Ce n’est pas Yohan qui dira le contraire : « juste avec un masque, on évite de refiler son angine, son rhume et son Covid, ce n’est pas compliqué ! Je n’ai aucune envie d’attraper les virus des autres. On sait comment protéger les autres, alors autant le faire ! »
« Je ne comprends pas les gens qui banalisent le Covid »
Après avoir été contaminée en juillet, Christelle a développé un Covid long et n’a « qu’une peur : contracter à nouveau ce sale virus. Depuis, je porte le masque mais au bureau, je suis la seule. Mes cinq collègues ne le portent pas même s’ils sont enrhumés, toussent et éternuent. Cela me gêne beaucoup mais je ne dis rien, puisque ce n’est plus obligatoire. Je ne comprends pas les gens qui banalisent le Covid-19, c’est de l’inconscience pure ! »

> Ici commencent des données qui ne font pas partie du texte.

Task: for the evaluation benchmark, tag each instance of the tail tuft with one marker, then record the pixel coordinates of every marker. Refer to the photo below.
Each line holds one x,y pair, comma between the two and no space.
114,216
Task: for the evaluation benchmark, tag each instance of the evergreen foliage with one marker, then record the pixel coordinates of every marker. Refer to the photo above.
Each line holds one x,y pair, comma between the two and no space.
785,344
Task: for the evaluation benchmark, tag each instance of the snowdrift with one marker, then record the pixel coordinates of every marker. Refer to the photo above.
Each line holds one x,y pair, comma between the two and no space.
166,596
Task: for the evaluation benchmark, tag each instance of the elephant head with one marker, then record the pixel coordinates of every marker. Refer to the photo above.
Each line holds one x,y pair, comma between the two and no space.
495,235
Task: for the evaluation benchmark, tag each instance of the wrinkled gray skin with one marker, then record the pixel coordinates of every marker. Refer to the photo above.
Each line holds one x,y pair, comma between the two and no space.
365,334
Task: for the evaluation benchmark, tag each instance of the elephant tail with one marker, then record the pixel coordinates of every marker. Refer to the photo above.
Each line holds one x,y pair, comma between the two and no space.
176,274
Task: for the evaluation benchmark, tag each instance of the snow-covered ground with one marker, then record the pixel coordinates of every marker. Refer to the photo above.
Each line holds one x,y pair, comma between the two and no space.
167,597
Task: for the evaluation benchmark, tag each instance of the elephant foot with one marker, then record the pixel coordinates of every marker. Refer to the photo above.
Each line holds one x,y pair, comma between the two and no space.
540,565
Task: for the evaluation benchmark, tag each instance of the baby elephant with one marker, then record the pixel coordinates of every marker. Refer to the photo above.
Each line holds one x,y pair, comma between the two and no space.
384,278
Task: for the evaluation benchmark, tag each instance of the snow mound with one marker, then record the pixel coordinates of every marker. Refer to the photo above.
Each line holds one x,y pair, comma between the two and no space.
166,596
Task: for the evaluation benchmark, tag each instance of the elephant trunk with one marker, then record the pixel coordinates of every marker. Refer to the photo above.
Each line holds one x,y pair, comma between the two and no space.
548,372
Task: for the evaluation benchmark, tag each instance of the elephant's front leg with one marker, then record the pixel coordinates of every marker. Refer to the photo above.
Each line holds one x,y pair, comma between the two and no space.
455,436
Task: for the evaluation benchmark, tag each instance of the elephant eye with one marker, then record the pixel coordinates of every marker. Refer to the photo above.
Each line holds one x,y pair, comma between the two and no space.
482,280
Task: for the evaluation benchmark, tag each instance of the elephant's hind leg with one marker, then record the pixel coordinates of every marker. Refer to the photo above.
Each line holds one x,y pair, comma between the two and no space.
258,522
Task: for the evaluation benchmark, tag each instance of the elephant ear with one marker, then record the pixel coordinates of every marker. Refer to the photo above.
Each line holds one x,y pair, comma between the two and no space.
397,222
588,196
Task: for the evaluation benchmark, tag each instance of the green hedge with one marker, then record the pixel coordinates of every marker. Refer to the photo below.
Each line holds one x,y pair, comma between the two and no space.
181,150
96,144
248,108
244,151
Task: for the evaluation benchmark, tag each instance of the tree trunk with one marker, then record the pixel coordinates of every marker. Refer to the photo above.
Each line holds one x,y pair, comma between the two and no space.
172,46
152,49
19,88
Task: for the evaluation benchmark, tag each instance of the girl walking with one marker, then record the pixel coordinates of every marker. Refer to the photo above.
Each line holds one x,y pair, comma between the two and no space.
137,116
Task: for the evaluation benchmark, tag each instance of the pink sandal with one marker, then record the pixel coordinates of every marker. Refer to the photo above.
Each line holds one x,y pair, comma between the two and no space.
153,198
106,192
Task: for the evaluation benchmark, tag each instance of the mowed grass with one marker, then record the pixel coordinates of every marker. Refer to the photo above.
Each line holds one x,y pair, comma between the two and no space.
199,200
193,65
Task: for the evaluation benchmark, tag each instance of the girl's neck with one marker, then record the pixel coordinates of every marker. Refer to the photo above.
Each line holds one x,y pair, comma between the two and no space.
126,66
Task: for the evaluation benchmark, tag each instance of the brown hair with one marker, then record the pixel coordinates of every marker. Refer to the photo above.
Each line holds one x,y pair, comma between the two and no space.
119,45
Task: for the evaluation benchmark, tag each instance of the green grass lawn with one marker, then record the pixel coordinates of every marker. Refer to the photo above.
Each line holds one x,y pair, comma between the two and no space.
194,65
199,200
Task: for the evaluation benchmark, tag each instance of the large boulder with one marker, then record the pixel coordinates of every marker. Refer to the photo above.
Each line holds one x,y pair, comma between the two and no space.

Un sentiment partagé par Léa. « Une collègue est venue sciemment au travail avec des symptômes, n’a rien dit, n’a pas mis de masque, et on est plusieurs à avoir été contaminés, raconte la jeune femme. Depuis, je porte le masque, mais je suis seule. Et tout le monde se fout de moi en disant : "tu nous fais peur avec ton masque, on va croire que tu as le Covid". Ça me rend dingue ! »
Pour Alain d’Iribarne, « c’est la problématique des open spaces. Si tout le monde est d’accord pour porter – ou non – le masque, il n’y a pas de problème. Mais si les avis sont partagés, les désaccords exprimés peuvent créer des tensions. C’est au manager direct, éventuellement avec le soutien des ressources humaines et de la direction, de gérer le problème ».
« Je ne reçois aucune indemnité si je dois fermer boutique, donc je bosse »
Sans avoir d’avis tranché sur la question, il y en a pour qui arrêt maladie pour cause de coronavirus rime avec assèchement de la trésorerie. A l’instar de Zazou : « j’ai le Covid, mais j’ai surtout une entreprise à faire tourner. Je ne peux pas m’absenter : étant indépendante, je ne reçois aucune indemnité si je dois fermer boutique ».
Grégoire, lui, est facteur. « En cas d’arrêt maladie, on me retire 20 % de ma prime trimestrielle par jour d’arrêt, même en cas de Covid-19, explique-t-il. Donc si je m’arrête une semaine, je perds 160 euros. Et vu mon salaire médiocre, je ne peux pas me le permettre ».
« Un raisonnement rationnel, commente Alain d’Iribarne. L’employeur ne peut pas reporter sur son salarié la responsabilité d’être un bon citoyen. C’est un problème moral et une situation intenable pour le salarié : il y a une sorte d’injonction morale à ne pas risquer de contaminer les autres, mais au prix d’un sacrifice financier difficile. Ce n’est pas un bon calcul de l’employeur : non seulement c’est au risque de créer un cluster sur le lieu de travail, mais plus profondément, c’est au risque que le salarié se sente déconsidéré, et vive cette situation comme une forme de mépris. Alors qu’aujourd’hui, un point important de l’engagement des salariés au travail est de se sentir respecté et considéré par sa hiérarchie ».